Ministers have potentially wasted more than £20mn of public money on London’s controversial garden bridge, having more than once committed extra funds to the project against official advice, according to a report from the National Audit Office (NAO).
It found that the initial decision by George Osborne to help finance the scheme, strongly championed by the then London mayor Boris Johnson, with a £30mn grant from the department for transport (DfT), was taken despite there being questionable transport or tourism benefits.
The report casts additional doubt on the heavily delayed project, which already faces severe difficulties. Last month, the London mayor, Sadiq Khan, set up an inquiry into the use of a combined £60mn of public money, much of which has been spent before construction has begun.
Ministers initially set an £8.2mn limit on how much of the DfT’s £30mn grant could be spent on pre-construction work for the tree and plant-filled bridge across the Thames in central London. However, this limit was then raised twice, to £9.95mn in June 2015 and by another £3.5mn the following year, along with an extra financial guarantee if work were cancelled.
The report from the NAO, the independent government spending watchdog, said: “Officials from the department advised ministers against increasing the department’s exposure for the second and third increases.”
It noted a “pattern of behaviour” throughout the project in which the Garden Bridge Trust, the charity behind the Thomas Heatherwick-designed project, repeatedly asked the DfT for more money when it encountered challenges. “The department, in turn, has agreed to these requests,” the report said.
Meg Hillier, the Labour MP who chairs the powerful Commons public accounts committee, likened the pattern of repeated requests for more public money to the collapse of the Kids Company charity. “It worries me that whenever the Garden Bridge Trust runs into financial trouble, the department for transport releases more taxpayers’ money before construction has even started,” she said. “If the project collapses, taxpayers stand to lose £22.5mn.”
Tim Farron, the Liberal Democrat leader, said the bridge was “a vanity project” for Johnson, and it was up to Khan to quash it. He added: “It is an unnecessary expenditure and will have little benefit to Londoners.” The NAO found that the government’s liabilities towards the scheme stand at £22.5mn if the bridge is not built, which the report says is possible.
“There remains a significant risk that the project will not go ahead,” it said. The Garden Bridge Trust has yet to secure the necessary sub-lease on the area of the South Bank where the bridge will land, the report notes, while the main contractor has been put on standby and construction has been delayed for at least 18 months.
The government’s involvement in the planned 366m (1,200ft) structure running from Temple to the South Bank, intended to hold 270 trees and thousands of plants, began in 2013 when the then chancellor Osborne agreed the £30mn grant with Johnson, to be directed through the DfT.
This happened despite the department finding that the transport case for the pedestrian bridge in terms of faster walking times was minimal and benefits from tourism were “considered highly uncertain”.
“The department agreed to make the £30mn investment in spite of its concerns about the value for money of the bridge,” the NAO said.
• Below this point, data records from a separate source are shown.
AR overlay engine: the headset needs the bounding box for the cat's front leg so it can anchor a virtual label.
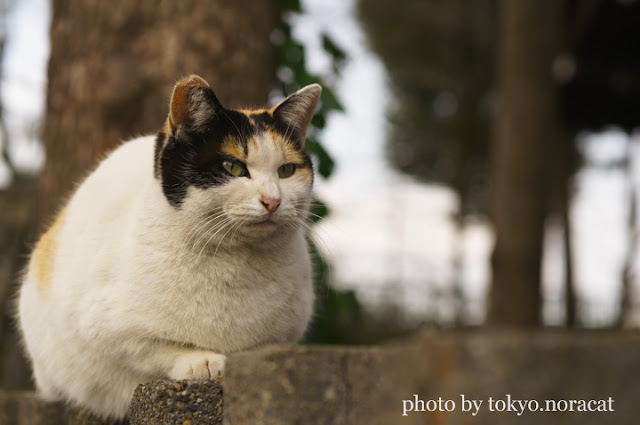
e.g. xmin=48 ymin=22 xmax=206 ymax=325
xmin=168 ymin=350 xmax=226 ymax=380
xmin=107 ymin=337 xmax=227 ymax=381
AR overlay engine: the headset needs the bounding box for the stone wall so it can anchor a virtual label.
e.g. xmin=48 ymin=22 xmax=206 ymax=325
xmin=1 ymin=331 xmax=638 ymax=424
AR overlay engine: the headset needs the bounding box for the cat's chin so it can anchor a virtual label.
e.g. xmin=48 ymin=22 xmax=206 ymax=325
xmin=238 ymin=217 xmax=281 ymax=233
xmin=245 ymin=219 xmax=277 ymax=228
xmin=233 ymin=216 xmax=297 ymax=240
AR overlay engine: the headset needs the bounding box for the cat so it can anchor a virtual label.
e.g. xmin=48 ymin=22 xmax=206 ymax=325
xmin=17 ymin=75 xmax=320 ymax=419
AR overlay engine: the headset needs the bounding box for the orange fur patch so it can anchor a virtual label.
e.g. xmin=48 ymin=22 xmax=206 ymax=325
xmin=238 ymin=108 xmax=270 ymax=116
xmin=220 ymin=136 xmax=247 ymax=160
xmin=32 ymin=208 xmax=67 ymax=294
xmin=293 ymin=166 xmax=313 ymax=179
xmin=264 ymin=129 xmax=308 ymax=166
xmin=162 ymin=118 xmax=172 ymax=139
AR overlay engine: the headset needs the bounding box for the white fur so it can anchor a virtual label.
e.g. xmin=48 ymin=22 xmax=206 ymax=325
xmin=18 ymin=134 xmax=314 ymax=419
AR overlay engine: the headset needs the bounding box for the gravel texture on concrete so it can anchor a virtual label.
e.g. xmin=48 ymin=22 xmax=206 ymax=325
xmin=129 ymin=379 xmax=223 ymax=425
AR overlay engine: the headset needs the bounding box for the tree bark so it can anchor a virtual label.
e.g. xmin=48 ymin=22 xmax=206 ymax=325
xmin=488 ymin=0 xmax=563 ymax=326
xmin=563 ymin=189 xmax=577 ymax=327
xmin=558 ymin=131 xmax=578 ymax=327
xmin=39 ymin=0 xmax=277 ymax=224
xmin=618 ymin=141 xmax=637 ymax=328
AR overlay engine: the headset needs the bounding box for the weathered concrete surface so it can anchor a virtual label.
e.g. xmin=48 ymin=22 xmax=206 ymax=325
xmin=0 ymin=390 xmax=126 ymax=424
xmin=129 ymin=379 xmax=223 ymax=425
xmin=2 ymin=331 xmax=640 ymax=425
xmin=224 ymin=345 xmax=407 ymax=425
xmin=223 ymin=331 xmax=640 ymax=425
xmin=0 ymin=391 xmax=64 ymax=425
xmin=405 ymin=330 xmax=640 ymax=425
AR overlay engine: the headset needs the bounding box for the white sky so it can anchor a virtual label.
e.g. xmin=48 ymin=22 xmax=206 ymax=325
xmin=0 ymin=0 xmax=48 ymax=181
xmin=2 ymin=0 xmax=638 ymax=327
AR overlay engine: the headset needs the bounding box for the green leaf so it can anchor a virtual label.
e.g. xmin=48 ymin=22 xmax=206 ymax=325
xmin=311 ymin=112 xmax=326 ymax=130
xmin=321 ymin=33 xmax=347 ymax=74
xmin=309 ymin=196 xmax=329 ymax=223
xmin=306 ymin=137 xmax=335 ymax=178
xmin=321 ymin=86 xmax=345 ymax=112
xmin=279 ymin=0 xmax=301 ymax=13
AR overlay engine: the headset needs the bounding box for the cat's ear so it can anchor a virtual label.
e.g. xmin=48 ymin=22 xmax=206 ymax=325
xmin=167 ymin=75 xmax=220 ymax=134
xmin=271 ymin=84 xmax=322 ymax=145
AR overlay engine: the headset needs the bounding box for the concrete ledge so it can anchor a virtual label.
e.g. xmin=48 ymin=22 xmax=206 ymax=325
xmin=2 ymin=331 xmax=640 ymax=425
xmin=404 ymin=331 xmax=640 ymax=425
xmin=0 ymin=390 xmax=124 ymax=424
xmin=224 ymin=345 xmax=404 ymax=425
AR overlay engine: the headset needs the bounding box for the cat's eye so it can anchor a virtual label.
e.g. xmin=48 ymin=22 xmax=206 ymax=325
xmin=222 ymin=159 xmax=247 ymax=177
xmin=278 ymin=163 xmax=296 ymax=179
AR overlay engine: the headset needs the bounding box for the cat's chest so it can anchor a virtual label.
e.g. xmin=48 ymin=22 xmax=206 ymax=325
xmin=135 ymin=245 xmax=283 ymax=299
xmin=125 ymin=244 xmax=305 ymax=351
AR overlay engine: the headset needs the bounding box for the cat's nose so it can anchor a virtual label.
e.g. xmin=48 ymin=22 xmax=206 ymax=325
xmin=260 ymin=196 xmax=281 ymax=213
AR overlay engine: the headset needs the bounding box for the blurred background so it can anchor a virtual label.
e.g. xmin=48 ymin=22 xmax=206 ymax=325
xmin=1 ymin=0 xmax=639 ymax=390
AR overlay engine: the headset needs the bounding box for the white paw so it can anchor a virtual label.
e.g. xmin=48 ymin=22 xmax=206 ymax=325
xmin=169 ymin=352 xmax=226 ymax=380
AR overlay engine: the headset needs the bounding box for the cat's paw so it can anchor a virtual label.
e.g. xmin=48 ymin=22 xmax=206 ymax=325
xmin=169 ymin=352 xmax=226 ymax=380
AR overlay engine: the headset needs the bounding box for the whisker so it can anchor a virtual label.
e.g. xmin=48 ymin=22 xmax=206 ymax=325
xmin=185 ymin=209 xmax=225 ymax=242
xmin=211 ymin=219 xmax=244 ymax=260
xmin=182 ymin=209 xmax=228 ymax=252
xmin=191 ymin=220 xmax=231 ymax=255
xmin=195 ymin=218 xmax=236 ymax=262
xmin=227 ymin=218 xmax=247 ymax=250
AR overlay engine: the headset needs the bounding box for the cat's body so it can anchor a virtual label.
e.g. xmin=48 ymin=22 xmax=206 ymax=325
xmin=18 ymin=75 xmax=320 ymax=419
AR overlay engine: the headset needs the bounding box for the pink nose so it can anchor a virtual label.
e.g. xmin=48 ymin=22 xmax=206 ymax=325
xmin=260 ymin=197 xmax=281 ymax=213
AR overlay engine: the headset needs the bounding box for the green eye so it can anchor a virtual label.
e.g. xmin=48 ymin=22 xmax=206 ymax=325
xmin=222 ymin=159 xmax=246 ymax=177
xmin=278 ymin=163 xmax=296 ymax=179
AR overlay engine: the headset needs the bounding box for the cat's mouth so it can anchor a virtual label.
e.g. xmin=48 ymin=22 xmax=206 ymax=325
xmin=244 ymin=217 xmax=277 ymax=227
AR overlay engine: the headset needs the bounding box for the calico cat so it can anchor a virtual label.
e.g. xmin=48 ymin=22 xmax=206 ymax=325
xmin=18 ymin=75 xmax=320 ymax=419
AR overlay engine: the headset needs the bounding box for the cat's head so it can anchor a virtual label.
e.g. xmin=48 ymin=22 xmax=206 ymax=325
xmin=154 ymin=75 xmax=321 ymax=247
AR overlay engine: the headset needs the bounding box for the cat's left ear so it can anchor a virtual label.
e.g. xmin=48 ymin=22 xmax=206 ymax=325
xmin=271 ymin=84 xmax=322 ymax=146
xmin=167 ymin=75 xmax=221 ymax=135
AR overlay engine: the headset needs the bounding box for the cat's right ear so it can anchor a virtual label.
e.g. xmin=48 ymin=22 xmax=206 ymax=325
xmin=167 ymin=75 xmax=220 ymax=135
xmin=271 ymin=84 xmax=322 ymax=147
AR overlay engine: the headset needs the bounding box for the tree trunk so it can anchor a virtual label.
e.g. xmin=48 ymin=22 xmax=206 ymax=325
xmin=558 ymin=131 xmax=578 ymax=327
xmin=563 ymin=191 xmax=577 ymax=327
xmin=618 ymin=140 xmax=638 ymax=328
xmin=0 ymin=175 xmax=37 ymax=390
xmin=39 ymin=0 xmax=277 ymax=224
xmin=488 ymin=0 xmax=563 ymax=326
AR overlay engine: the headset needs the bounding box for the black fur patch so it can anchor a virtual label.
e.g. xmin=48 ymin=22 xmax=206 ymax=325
xmin=157 ymin=107 xmax=254 ymax=207
xmin=249 ymin=112 xmax=273 ymax=130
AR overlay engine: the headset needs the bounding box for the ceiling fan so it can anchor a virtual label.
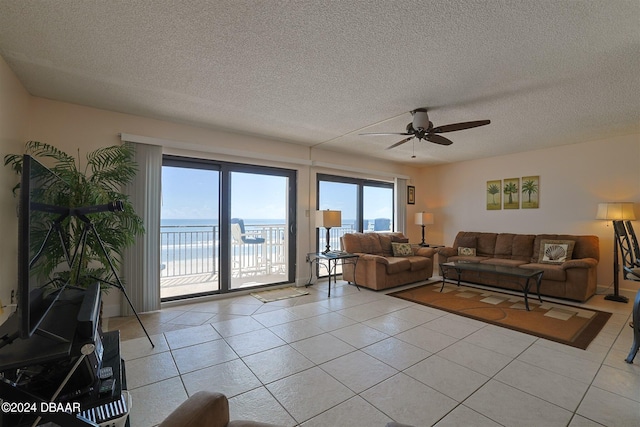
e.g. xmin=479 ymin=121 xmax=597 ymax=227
xmin=360 ymin=108 xmax=490 ymax=150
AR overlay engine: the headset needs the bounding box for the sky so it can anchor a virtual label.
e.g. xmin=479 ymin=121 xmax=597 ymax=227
xmin=161 ymin=166 xmax=393 ymax=222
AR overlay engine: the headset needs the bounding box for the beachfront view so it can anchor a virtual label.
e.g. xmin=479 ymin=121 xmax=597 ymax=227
xmin=160 ymin=164 xmax=394 ymax=301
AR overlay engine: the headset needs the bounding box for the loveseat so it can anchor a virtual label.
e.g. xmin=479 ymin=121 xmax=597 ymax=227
xmin=341 ymin=232 xmax=436 ymax=291
xmin=437 ymin=231 xmax=599 ymax=302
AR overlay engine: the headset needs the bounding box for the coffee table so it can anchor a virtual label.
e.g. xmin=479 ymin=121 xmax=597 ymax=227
xmin=439 ymin=261 xmax=544 ymax=311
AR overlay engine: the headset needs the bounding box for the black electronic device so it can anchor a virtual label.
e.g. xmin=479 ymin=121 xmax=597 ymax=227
xmin=12 ymin=155 xmax=153 ymax=350
xmin=15 ymin=154 xmax=72 ymax=342
xmin=77 ymin=283 xmax=102 ymax=339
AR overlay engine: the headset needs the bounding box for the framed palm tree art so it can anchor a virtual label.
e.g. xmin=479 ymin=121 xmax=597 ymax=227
xmin=486 ymin=180 xmax=501 ymax=210
xmin=503 ymin=178 xmax=520 ymax=209
xmin=521 ymin=176 xmax=540 ymax=209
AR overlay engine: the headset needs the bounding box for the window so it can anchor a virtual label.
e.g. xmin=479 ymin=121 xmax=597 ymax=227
xmin=316 ymin=174 xmax=394 ymax=253
xmin=161 ymin=156 xmax=296 ymax=300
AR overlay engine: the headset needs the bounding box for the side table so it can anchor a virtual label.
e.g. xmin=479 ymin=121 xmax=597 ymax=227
xmin=306 ymin=252 xmax=360 ymax=297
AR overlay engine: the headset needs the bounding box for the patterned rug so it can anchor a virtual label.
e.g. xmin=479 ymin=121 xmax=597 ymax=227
xmin=390 ymin=282 xmax=611 ymax=349
xmin=251 ymin=286 xmax=309 ymax=303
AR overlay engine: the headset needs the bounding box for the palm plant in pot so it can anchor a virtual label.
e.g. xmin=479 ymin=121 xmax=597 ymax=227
xmin=5 ymin=141 xmax=144 ymax=289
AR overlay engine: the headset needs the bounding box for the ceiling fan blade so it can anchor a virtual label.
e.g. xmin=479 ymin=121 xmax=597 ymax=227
xmin=426 ymin=134 xmax=453 ymax=146
xmin=359 ymin=132 xmax=412 ymax=136
xmin=386 ymin=136 xmax=414 ymax=150
xmin=432 ymin=120 xmax=491 ymax=133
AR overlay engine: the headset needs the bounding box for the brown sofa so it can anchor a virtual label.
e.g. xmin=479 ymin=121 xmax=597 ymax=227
xmin=437 ymin=231 xmax=600 ymax=302
xmin=341 ymin=232 xmax=436 ymax=291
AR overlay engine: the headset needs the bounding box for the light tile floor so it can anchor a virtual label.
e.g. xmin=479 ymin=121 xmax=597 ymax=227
xmin=107 ymin=280 xmax=640 ymax=427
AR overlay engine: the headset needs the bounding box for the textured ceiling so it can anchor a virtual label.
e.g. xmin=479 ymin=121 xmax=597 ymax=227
xmin=1 ymin=0 xmax=638 ymax=165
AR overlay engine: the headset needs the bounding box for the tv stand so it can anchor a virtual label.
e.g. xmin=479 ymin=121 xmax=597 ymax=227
xmin=0 ymin=286 xmax=129 ymax=426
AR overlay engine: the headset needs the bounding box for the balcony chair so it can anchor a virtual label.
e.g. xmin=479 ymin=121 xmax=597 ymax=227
xmin=231 ymin=218 xmax=267 ymax=277
xmin=613 ymin=220 xmax=640 ymax=363
xmin=231 ymin=218 xmax=266 ymax=244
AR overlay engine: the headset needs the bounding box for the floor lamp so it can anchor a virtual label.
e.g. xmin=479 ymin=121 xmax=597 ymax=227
xmin=316 ymin=210 xmax=342 ymax=253
xmin=415 ymin=212 xmax=434 ymax=247
xmin=596 ymin=202 xmax=636 ymax=303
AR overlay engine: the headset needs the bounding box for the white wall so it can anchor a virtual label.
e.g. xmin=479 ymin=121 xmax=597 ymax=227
xmin=0 ymin=56 xmax=30 ymax=324
xmin=417 ymin=133 xmax=640 ymax=293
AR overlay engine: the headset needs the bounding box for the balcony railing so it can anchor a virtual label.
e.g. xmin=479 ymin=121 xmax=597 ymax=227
xmin=160 ymin=223 xmax=288 ymax=279
xmin=160 ymin=223 xmax=376 ymax=282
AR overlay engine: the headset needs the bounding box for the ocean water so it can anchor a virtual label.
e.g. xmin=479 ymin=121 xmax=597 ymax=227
xmin=160 ymin=219 xmax=289 ymax=277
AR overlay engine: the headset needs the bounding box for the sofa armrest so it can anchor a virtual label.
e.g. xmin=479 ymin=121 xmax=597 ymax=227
xmin=360 ymin=253 xmax=390 ymax=264
xmin=437 ymin=247 xmax=457 ymax=258
xmin=561 ymin=257 xmax=598 ymax=270
xmin=413 ymin=247 xmax=436 ymax=258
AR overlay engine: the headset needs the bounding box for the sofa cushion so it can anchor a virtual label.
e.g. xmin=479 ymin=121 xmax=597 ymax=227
xmin=392 ymin=242 xmax=413 ymax=256
xmin=446 ymin=255 xmax=490 ymax=263
xmin=457 ymin=235 xmax=477 ymax=249
xmin=360 ymin=233 xmax=384 ymax=255
xmin=481 ymin=258 xmax=528 ymax=267
xmin=475 ymin=233 xmax=498 ymax=257
xmin=538 ymin=239 xmax=575 ymax=264
xmin=494 ymin=233 xmax=516 ymax=259
xmin=341 ymin=233 xmax=362 ymax=253
xmin=407 ymin=256 xmax=431 ymax=271
xmin=384 ymin=257 xmax=412 ymax=274
xmin=512 ymin=234 xmax=536 ymax=261
xmin=570 ymin=235 xmax=600 ymax=260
In May 2016, ministers agreed to underwrite cancellation liabilities of up to £15mn, giving a peak DfT liability of £28.5mn. The guarantee was reduced later that year to £9mn.
The DfT receives written monthly updates from the Garden Bridge Trust on the project, but these do not contain “standard project performance information,” such as progress against schedule and budget, or details of the trust’s progress against fundraising targets, the NAO noted.
Public investment accounts for £60mn of the scheme’s projected £185mn cost, of which Transport for London provided £30mn, with £20mn of this later turned into a long-term loan. The remainder is still being raised from private donors.
The NAO report noted that one of the reasons the trust repeatedly asked for more DfT cash to be spent before construction was the unwillingness of private donors for their money to be used before they were sure the bridge would be built.